Description of a Lost Thing

It never had a name,
Nor do I remember how I found it.
I carried it in my pocket
Like a lost button
Except it wasn’t a button.

Vampire movies,
All-night cafeterias,
Dark bar-rooms
And pool-halls,
On rain-slicked streets.

It led a quiet, unremarkable existence
Like a shadow in a dream,
An angel on a pin,
And then I lost it.
The years passed with their row

Of nameless stations,
Till somebody told me this is the one.
And fool that I was,
I got off on an empty platform
With no town in sight.

Used Book Store

Lovers hold hands in never-opened novels.
The page with a recipe for cucumber soup is missing.
A dead man writes of his happy childhood on a farm,
Of riding in a balloon over Lake Erie.

A sudden draught shuts his book in my hand,
While a philosopher asks how is it possible
To maintain the theologically orthodox doctrine
Of eternal punishment of the damned?

Let’s see.

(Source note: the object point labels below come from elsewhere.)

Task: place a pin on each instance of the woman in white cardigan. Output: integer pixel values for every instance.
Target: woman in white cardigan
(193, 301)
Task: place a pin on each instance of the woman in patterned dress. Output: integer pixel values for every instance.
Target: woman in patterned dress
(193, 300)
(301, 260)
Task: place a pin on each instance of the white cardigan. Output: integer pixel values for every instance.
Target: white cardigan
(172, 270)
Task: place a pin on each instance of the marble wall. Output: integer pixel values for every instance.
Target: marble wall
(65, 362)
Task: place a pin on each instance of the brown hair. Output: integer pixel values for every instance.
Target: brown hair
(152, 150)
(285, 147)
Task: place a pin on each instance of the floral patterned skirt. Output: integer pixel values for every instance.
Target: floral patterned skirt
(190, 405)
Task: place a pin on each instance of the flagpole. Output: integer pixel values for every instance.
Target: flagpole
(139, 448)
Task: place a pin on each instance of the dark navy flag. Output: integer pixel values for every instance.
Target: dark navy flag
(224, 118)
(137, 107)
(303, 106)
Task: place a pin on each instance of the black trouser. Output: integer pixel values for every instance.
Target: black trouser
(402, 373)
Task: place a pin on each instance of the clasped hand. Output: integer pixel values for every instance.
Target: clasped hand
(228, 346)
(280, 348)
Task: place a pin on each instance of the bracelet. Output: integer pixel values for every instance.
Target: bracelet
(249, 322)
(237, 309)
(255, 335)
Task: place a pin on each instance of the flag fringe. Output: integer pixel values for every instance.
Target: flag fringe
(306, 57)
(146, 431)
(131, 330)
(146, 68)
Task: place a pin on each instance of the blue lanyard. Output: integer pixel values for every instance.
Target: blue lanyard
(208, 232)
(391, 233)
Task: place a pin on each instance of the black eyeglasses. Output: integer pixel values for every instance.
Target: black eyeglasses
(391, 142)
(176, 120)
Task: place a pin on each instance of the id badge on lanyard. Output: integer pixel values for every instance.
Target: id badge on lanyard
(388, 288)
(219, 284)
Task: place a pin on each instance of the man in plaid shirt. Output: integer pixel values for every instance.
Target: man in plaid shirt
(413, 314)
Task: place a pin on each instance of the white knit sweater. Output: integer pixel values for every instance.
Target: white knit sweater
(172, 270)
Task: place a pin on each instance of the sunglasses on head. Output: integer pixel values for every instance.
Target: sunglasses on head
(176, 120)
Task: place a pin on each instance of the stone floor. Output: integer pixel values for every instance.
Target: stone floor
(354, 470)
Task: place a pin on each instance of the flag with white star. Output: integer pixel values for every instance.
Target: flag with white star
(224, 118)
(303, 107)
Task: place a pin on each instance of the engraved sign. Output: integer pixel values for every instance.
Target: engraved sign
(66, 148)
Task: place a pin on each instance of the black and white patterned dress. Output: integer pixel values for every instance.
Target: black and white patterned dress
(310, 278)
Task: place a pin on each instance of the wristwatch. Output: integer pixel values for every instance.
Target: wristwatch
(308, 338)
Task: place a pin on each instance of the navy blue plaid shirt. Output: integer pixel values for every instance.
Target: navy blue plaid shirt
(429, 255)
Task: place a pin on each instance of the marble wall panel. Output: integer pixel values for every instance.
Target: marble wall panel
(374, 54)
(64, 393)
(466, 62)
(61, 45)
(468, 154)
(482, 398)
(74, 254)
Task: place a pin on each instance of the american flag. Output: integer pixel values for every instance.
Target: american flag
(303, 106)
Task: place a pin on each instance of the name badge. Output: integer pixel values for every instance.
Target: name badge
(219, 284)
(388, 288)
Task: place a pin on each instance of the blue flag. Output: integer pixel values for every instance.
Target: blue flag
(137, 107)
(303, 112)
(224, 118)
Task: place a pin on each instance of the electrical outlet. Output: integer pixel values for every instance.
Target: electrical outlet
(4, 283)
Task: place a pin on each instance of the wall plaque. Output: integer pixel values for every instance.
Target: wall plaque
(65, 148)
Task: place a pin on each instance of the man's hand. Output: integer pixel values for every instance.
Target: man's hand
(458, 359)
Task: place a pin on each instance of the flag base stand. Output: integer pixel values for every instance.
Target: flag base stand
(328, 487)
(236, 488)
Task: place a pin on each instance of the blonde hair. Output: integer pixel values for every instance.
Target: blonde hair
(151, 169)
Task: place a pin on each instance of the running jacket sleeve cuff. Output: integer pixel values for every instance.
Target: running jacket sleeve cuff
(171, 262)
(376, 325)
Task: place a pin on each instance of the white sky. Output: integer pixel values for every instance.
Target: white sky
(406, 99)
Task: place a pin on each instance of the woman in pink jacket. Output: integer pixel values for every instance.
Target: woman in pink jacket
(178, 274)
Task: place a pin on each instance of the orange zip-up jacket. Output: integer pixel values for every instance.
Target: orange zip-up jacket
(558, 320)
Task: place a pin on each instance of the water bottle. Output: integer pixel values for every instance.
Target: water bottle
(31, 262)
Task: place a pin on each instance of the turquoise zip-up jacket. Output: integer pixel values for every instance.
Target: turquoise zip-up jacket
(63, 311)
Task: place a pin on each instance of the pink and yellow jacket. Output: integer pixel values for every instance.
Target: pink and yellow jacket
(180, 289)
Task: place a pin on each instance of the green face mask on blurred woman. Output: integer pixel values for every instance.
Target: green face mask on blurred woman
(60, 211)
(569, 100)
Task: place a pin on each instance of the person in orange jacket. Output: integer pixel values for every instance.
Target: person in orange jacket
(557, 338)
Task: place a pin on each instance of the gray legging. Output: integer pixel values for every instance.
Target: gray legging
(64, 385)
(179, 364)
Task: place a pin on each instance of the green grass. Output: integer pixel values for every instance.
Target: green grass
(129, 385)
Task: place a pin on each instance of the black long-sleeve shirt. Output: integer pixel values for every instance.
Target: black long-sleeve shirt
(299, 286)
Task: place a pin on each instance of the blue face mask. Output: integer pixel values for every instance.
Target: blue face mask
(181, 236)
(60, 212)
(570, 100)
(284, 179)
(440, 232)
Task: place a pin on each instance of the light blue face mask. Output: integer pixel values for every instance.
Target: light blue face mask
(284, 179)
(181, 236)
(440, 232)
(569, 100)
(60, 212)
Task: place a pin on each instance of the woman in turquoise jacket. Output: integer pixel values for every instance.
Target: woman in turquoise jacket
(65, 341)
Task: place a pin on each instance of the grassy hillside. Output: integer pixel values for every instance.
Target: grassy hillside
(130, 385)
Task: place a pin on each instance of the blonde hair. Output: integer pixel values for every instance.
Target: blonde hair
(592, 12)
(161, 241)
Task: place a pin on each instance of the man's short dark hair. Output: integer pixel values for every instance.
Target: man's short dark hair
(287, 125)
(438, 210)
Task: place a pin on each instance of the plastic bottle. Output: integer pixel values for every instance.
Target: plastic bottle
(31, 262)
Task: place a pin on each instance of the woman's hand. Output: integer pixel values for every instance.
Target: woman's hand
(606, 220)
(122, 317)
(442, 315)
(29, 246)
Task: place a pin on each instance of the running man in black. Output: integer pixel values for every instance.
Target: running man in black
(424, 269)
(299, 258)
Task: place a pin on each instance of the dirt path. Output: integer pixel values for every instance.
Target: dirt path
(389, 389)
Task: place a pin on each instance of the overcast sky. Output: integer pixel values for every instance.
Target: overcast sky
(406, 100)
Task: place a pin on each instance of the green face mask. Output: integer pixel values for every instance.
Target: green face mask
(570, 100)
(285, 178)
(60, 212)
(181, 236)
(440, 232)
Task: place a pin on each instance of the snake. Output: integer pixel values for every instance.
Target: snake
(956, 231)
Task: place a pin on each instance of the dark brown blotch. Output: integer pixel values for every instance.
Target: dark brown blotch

There may be sand among the pages
Of a travel guide to Egypt or even a dead flea
That once bit the ass of the mysterious Abigail
Who scribbled her name teasingly with an eye pencil.

June Evening

The way that bat brushed my hair,
It may have had a message for me.
Was it one of my love’s sighs
At the poverty of words to convey
The vast miscellany of marvels
That come to us unannounced each day?

Like that grey cat I saw last night
Nibbling on a roasted chicken
In a window of a delicatessen.
No shit, said the fellow who works there,
Wiping his hands on a soiled rag
As he stepped out to see for himself,

While I continued worrying about the bat,
The way it made me jump
And nearly fall on my knees,
As it flew off, by the looks of it fanning itself
With one of her love notes
It forgot or didn’t care to deliver.